Wil je zelf nagaan of een programma voor je kind is aangepast, dan kun je volgende tien punten in het licht van het voorgaande overlopen.

  1. Leeftijdgebonden: Worden de positieve boodschappen leeftijdgebonden gegeven met aangepaste methodieken die aansluiten bij de leefwereld van de jongeren?
  2. Holistisch: Is het programma duidelijk omschreven en steunt het op een personalistische visie? M.a.w. betreft het de hele mens als persoon met de cognitieve, emotionele, sociale, interactieve en fysieke aspecten van de seksualiteit.
  3. Neutraal: Heeft men eerbied voor de filosofische, ideologische of godsdienstige opvattingen van de ouders en van de leerlingen?
  4. Evidence-based: Is de geboden informatie gebaseerd op evidence-based wetenschappelijke studies en wordt ze met evidence-based methodes gebracht? D.w.z. bevordert het programma de (relationele en seksuele) gezondheid of vermindert het alleen de mogelijke schade.
  5. Vaardigheden en attitudes: Wordt er aandacht besteed aan het ontwikkelen van positieve attitudes en vaardigheden?
  6. Participatief: Worden ouders en opvoeders betrokken bij het programma?
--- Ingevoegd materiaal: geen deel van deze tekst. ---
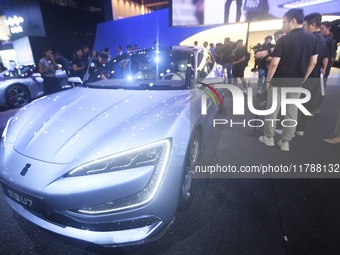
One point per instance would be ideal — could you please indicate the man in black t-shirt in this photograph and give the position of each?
(312, 24)
(240, 64)
(293, 60)
(263, 65)
(227, 59)
(325, 30)
(98, 68)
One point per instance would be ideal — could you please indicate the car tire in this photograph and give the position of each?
(189, 179)
(17, 96)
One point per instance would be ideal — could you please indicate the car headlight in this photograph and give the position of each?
(4, 133)
(154, 154)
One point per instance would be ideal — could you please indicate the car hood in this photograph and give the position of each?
(62, 127)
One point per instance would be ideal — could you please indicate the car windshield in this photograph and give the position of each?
(165, 69)
(20, 72)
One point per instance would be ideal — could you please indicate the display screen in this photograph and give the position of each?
(218, 12)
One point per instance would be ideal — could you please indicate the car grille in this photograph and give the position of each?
(62, 220)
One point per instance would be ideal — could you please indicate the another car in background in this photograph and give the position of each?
(20, 85)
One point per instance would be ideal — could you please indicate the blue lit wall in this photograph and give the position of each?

  7. Evaluatie: Worden de ervaringen van de jongeren geëvalueerd?
  8. Eindtermen: Wordt er rekening gehouden met de vakoverschrijdende eindtermen van het onderwijs?
  9. Risico’s vermijden: Wordt er gekozen voor een aanpak die risico’s vermijdt of veeleer voor een aanpak die risico’s beperkt of zelfs doet toenemen?
  10. Positief: Worden er positieve, opbouwende boodschappen gegeven i.v.m. gezondheid en relaties, waarbij de eigen identiteit wordt versterkt als jongen, meisje, man of vrouw? Dit houdt in dat men respect opbrengt voor de ander, inclusief haar of zijn vruchtbaarheid en de potentiële derde die uit een seksuele relatie kan voortkomen. De ander wordt niet als ‘(genots)object’ beschouwd.